Austin's Tesla Gigafactory site on March 30. (Jeff Roberts/YouTube)

Everything's bigger in Texas, and that is doubly so at Tesla's forthcoming Austin Gigafactory.

CEO Elon Musk announced the $1.1 billion manufacturing plant, which is under construction in southeast Travis County and due to open late this year, will hire more than 10,000 people through 2022 in a tweet Wednesday afternoon.

Tesla promised to create at least 5,000 jobs, hire Travis County residents for at least half of them and pay a minimum hourly wage of $15 in exchange for tens of millions of dollars in property tax breaks.


Musk quoted a tweet from Tesla Owners Austin, which highlighted job opportunities for people without college degrees and linked to the electric automaker's careers page, where there are nearly 300 job postings for the Austin area.

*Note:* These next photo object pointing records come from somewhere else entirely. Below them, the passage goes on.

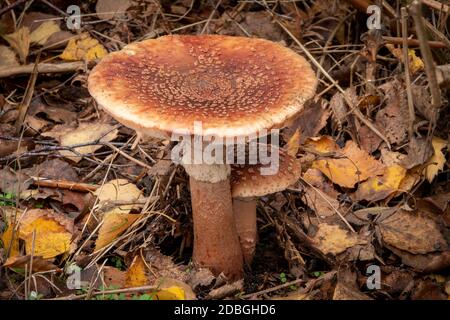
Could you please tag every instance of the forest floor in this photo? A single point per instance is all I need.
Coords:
(68, 170)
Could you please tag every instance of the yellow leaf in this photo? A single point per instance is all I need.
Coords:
(378, 188)
(43, 32)
(83, 48)
(115, 222)
(137, 273)
(7, 57)
(353, 165)
(10, 241)
(52, 233)
(20, 42)
(118, 190)
(85, 133)
(437, 160)
(293, 144)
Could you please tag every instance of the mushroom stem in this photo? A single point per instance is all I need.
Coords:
(216, 243)
(245, 217)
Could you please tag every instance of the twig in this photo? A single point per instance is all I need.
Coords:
(437, 5)
(11, 6)
(416, 10)
(42, 68)
(23, 108)
(64, 184)
(414, 42)
(354, 109)
(281, 286)
(138, 162)
(404, 15)
(125, 290)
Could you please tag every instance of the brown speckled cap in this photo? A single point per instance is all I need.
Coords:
(235, 86)
(247, 181)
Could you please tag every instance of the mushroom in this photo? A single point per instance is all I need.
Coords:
(232, 86)
(247, 183)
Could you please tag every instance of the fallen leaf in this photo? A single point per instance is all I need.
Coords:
(7, 57)
(419, 151)
(115, 222)
(13, 182)
(412, 232)
(393, 120)
(333, 239)
(415, 63)
(355, 165)
(43, 32)
(108, 9)
(10, 240)
(369, 140)
(323, 199)
(314, 118)
(20, 42)
(84, 133)
(437, 160)
(39, 264)
(83, 48)
(53, 232)
(112, 276)
(323, 144)
(345, 292)
(378, 188)
(118, 190)
(293, 144)
(136, 275)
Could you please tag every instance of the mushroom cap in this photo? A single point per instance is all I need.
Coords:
(247, 180)
(235, 86)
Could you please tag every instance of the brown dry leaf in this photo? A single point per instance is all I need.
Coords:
(136, 275)
(323, 199)
(419, 151)
(108, 9)
(84, 133)
(83, 48)
(333, 239)
(115, 222)
(293, 144)
(20, 42)
(378, 188)
(118, 190)
(112, 276)
(354, 166)
(339, 109)
(314, 118)
(12, 182)
(415, 63)
(437, 160)
(39, 264)
(430, 262)
(53, 232)
(7, 57)
(369, 140)
(346, 292)
(43, 32)
(393, 120)
(412, 232)
(323, 144)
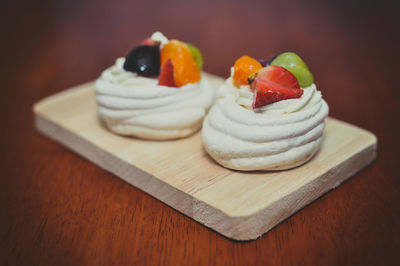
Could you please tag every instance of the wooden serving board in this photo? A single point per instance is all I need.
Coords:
(239, 205)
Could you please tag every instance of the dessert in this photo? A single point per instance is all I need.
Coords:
(157, 92)
(269, 116)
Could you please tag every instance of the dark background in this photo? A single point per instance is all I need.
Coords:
(58, 209)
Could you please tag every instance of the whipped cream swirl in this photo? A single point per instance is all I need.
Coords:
(277, 136)
(134, 105)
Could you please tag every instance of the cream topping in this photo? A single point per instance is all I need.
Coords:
(136, 105)
(276, 136)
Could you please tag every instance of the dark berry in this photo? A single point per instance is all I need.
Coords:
(144, 60)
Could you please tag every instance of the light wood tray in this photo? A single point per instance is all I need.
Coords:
(239, 205)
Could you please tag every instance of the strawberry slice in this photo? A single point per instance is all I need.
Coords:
(148, 41)
(273, 84)
(166, 77)
(267, 92)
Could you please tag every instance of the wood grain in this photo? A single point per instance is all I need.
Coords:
(239, 205)
(58, 209)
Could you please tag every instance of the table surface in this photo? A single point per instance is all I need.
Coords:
(58, 208)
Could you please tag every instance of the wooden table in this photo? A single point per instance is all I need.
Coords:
(58, 209)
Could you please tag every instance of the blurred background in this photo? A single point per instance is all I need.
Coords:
(351, 47)
(51, 45)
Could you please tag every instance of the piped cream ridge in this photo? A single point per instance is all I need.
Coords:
(134, 105)
(277, 136)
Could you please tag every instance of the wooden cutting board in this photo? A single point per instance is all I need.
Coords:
(239, 205)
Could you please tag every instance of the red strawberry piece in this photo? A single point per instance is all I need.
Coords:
(166, 77)
(273, 84)
(267, 92)
(148, 41)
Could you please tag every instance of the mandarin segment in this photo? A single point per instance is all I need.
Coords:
(244, 67)
(185, 67)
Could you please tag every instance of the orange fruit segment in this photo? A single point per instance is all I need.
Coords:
(244, 67)
(185, 67)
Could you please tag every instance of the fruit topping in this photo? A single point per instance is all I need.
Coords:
(273, 84)
(144, 60)
(198, 57)
(149, 41)
(296, 66)
(185, 67)
(278, 75)
(243, 68)
(266, 62)
(166, 77)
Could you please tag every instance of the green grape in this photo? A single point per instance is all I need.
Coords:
(296, 66)
(196, 55)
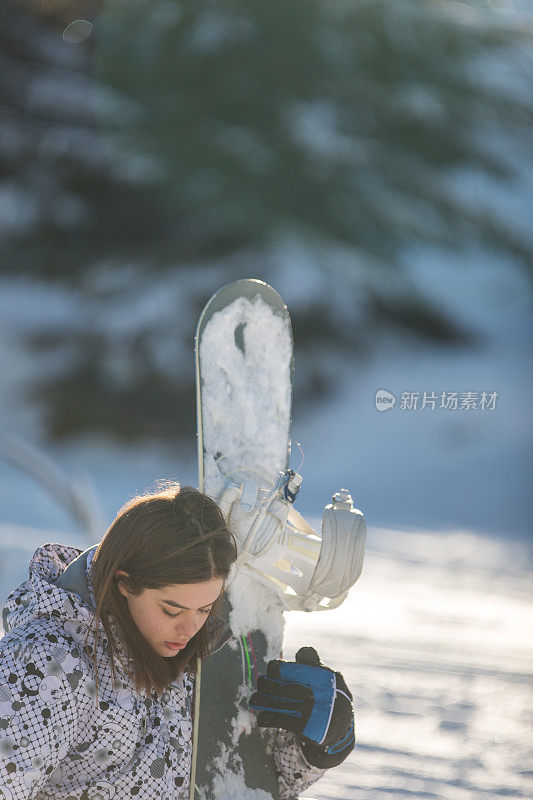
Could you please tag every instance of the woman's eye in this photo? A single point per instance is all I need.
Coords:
(169, 614)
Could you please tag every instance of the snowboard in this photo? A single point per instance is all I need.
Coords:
(244, 364)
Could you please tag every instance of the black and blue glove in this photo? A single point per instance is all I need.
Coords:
(310, 700)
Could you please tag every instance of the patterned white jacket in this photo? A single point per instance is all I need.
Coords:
(57, 742)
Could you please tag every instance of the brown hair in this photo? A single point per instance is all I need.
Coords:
(173, 535)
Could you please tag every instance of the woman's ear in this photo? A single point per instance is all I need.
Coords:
(119, 574)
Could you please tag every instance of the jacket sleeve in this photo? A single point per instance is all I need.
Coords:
(38, 716)
(295, 774)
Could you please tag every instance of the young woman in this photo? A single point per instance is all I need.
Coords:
(98, 662)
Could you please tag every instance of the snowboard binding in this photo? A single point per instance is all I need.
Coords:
(309, 571)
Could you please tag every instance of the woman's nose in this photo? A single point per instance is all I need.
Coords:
(191, 625)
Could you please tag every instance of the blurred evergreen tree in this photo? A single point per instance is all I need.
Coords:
(182, 145)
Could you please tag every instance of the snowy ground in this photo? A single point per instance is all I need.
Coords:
(435, 642)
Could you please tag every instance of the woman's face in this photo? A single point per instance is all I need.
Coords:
(169, 617)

The bulk of these are in manufacturing or otherwise related to the Gigafactory, such as through construction.

When Musk announced last July that Tesla would build its next Gigafactory in Austin, local taxing districts had already promised significant tax breaks to sweeten the deal. But Rohan Patel, senior global director for policy and business development, said Austin's most alluring asset was its workforce during an Austin Chamber event in December. "One of the major reasons we chose this site is because of the availability of talent among all levels," he said.

To support its hiring needs, Tesla is working closely with Del Valle ISD, Austin Community College, Huston-Tillotson University, the University of Texas at Austin and the Texas Workforce Commission to establish pipelines, according to a recent report from the Austin Business Journal.

The prospect of job creation was alluring for local elected officials in the midst of a pandemic and related economic downturn. Former Travis County Commissioner Gerald Daugherty, who voted in favor of a tax incentive deal for Tesla, told Austonia last June that job opportunities for skilled workers without college degrees were critical. "Let's face it: today in America manufacturing is really one of the more difficult areas to bring to your community," he said. "That's a pretty enticing deal for us."